Chakra connaissait plusieurs de leurs chefs, et c’était pour communiquer avec l’un d’eux qu’il préparait son signal.

Satisfait de ses arrangements, le nègre prit sa lanterne, et, l’ayant attachée au kaross, du côté dirigé vers les montagnes, il mit le feu à la mèche.

La lumière, réfléchie par des morceaux de verre placés dans la citrouille, aurait pu être vue à la distance de plusieurs milles, tandis qu’elle était complètement cachée pour ceux qui se trouvaient du côté des plantations. Les bords saillants de la calebasse empêchaient les lueurs de traverser, et le kaross étendu limitait et amortissait le rayonnement qui aurait trahi la présence du fanal. Les nègres des montagnes de Trelawney devaient seuls l’apercevoir.

Au bout d’un instant, une vive lumière éclaira le sommet d’une éminence éloignée et disparut après avoir brillé trois fois. Satisfait de cette réponse à son signal, Chakra s’assit sur la roche, jusqu’au moment où ses réflexions furent interrompues par le cri d’un oiseau très commun à la Jamaïque, et que l’on nomme le solitaire.

Cette note, douce et grêle, n’était que l’imitation du cri de l’oiseau, dont Adam se servait pour avertir le myal-man de son approche.

Chakra porta à ses lèvres un petit roseau dont il tira un son sinistre, semblable au gémissement du butor, bientôt après, six hommes émergèrent de la ravine et parurent sur la plate-forme.

« Nous voici, lestes, bien armés et munis de nos masques, lui dit Adam après l’avoir salué. S’agit-il pour ce soir de la grande affaire ?

— Justement, répondit Chakra, mais nous n’avons pas de temps à perdre en bavardages. Il s’agit, camarades, d’aller donner l’assaut aux plats d’argent de Mount-Welcome, et j’espère qu’aucun de vous ne boudera devant cette besogne. Mais vous avez marché. Que diriez-vous d’une gorgée de rhum pour vous réchauffer et vous donner du cœur à l’ouvrage ? »
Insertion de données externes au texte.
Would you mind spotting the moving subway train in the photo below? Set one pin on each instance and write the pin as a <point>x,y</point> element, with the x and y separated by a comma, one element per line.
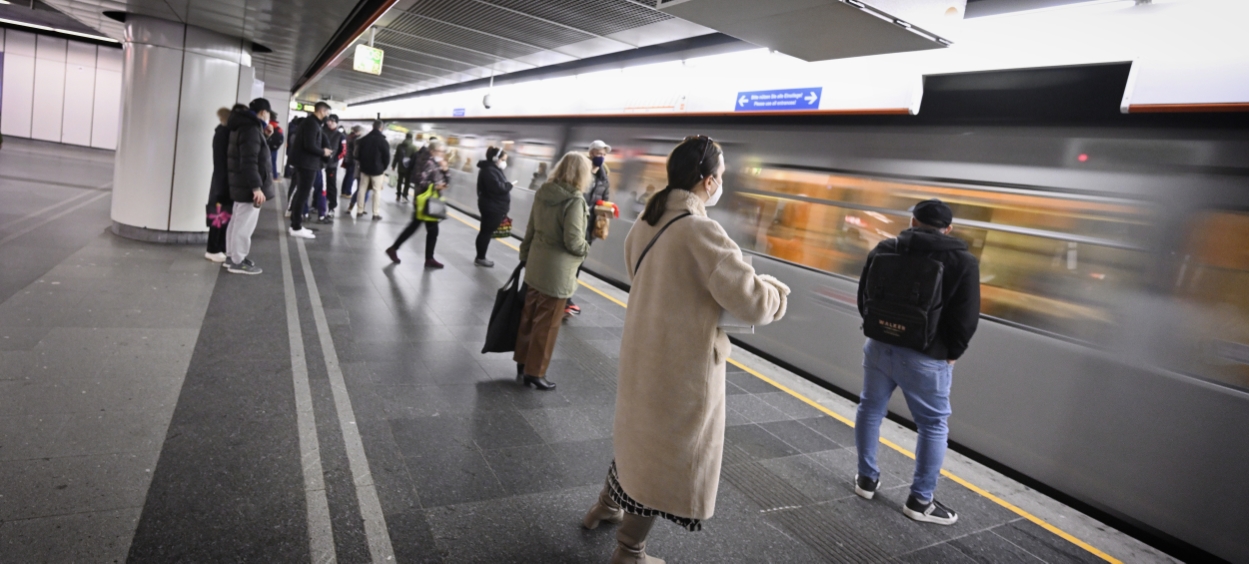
<point>1112,362</point>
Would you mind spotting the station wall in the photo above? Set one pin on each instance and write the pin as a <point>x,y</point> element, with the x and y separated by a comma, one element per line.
<point>59,90</point>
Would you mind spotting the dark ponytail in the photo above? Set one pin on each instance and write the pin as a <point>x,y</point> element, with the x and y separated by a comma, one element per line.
<point>688,164</point>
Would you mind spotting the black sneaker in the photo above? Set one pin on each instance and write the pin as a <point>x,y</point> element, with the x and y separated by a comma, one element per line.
<point>866,488</point>
<point>933,512</point>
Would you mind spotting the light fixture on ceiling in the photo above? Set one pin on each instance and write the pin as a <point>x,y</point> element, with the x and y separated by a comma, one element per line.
<point>36,26</point>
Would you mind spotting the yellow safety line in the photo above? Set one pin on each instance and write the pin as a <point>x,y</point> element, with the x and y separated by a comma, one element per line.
<point>828,412</point>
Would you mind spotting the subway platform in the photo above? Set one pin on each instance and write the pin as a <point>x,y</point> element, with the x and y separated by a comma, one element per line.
<point>337,408</point>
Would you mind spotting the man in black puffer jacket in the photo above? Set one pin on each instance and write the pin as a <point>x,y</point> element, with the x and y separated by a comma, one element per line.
<point>309,146</point>
<point>493,200</point>
<point>251,180</point>
<point>372,157</point>
<point>924,376</point>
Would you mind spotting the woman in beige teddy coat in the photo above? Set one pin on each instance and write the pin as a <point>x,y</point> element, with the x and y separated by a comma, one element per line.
<point>670,404</point>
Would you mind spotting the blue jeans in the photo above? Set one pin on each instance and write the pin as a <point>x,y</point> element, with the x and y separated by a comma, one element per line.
<point>924,382</point>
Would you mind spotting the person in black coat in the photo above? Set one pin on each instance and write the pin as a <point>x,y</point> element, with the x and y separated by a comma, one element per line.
<point>251,180</point>
<point>307,147</point>
<point>493,200</point>
<point>337,144</point>
<point>372,157</point>
<point>275,142</point>
<point>924,376</point>
<point>220,205</point>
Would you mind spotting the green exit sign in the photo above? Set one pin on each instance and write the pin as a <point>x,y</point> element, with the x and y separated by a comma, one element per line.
<point>367,60</point>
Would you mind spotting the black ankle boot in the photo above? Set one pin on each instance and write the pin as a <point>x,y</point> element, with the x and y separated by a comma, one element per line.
<point>537,382</point>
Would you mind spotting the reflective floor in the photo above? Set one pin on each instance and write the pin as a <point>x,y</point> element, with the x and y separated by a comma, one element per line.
<point>156,408</point>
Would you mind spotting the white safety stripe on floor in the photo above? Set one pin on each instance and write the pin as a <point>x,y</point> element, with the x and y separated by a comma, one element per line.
<point>320,527</point>
<point>366,493</point>
<point>49,220</point>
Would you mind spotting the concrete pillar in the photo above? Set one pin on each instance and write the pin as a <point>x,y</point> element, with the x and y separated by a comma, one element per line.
<point>175,76</point>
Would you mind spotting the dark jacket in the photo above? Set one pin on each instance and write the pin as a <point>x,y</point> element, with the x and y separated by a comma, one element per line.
<point>350,157</point>
<point>432,174</point>
<point>959,291</point>
<point>411,170</point>
<point>275,141</point>
<point>492,189</point>
<point>247,156</point>
<point>334,139</point>
<point>290,134</point>
<point>372,154</point>
<point>219,191</point>
<point>307,141</point>
<point>600,189</point>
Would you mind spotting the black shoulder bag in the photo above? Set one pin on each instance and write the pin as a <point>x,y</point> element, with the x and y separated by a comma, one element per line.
<point>656,238</point>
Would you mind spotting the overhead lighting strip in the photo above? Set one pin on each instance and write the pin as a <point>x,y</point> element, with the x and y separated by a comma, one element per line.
<point>36,26</point>
<point>898,23</point>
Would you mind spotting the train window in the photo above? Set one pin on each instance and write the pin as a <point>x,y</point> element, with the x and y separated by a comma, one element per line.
<point>1213,277</point>
<point>1056,263</point>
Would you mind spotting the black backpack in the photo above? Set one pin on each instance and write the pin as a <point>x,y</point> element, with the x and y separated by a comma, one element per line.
<point>903,298</point>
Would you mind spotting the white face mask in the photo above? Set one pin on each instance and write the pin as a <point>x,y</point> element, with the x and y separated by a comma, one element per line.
<point>715,197</point>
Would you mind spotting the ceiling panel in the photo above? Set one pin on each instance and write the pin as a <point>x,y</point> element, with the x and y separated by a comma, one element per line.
<point>296,30</point>
<point>437,43</point>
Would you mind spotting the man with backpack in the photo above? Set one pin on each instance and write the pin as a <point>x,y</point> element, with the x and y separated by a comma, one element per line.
<point>919,297</point>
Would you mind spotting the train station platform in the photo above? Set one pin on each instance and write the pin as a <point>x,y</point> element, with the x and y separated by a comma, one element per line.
<point>337,408</point>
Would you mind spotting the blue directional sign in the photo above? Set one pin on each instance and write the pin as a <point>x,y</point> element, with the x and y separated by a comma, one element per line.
<point>780,100</point>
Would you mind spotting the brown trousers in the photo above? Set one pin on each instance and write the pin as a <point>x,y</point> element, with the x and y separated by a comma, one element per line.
<point>540,326</point>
Le flacon que Chakra avait apporté fit le tour de la sinistre bande qui descendit ensuite de l’autre côté de la ravine, sur les traces du myal-man.

Vers onze heures du soir, l’habitation de Mount-Welcome était encore brillamment éclairée, le custos ayant laissé l’ordre de maintenir en son absence les coutumes de la maison.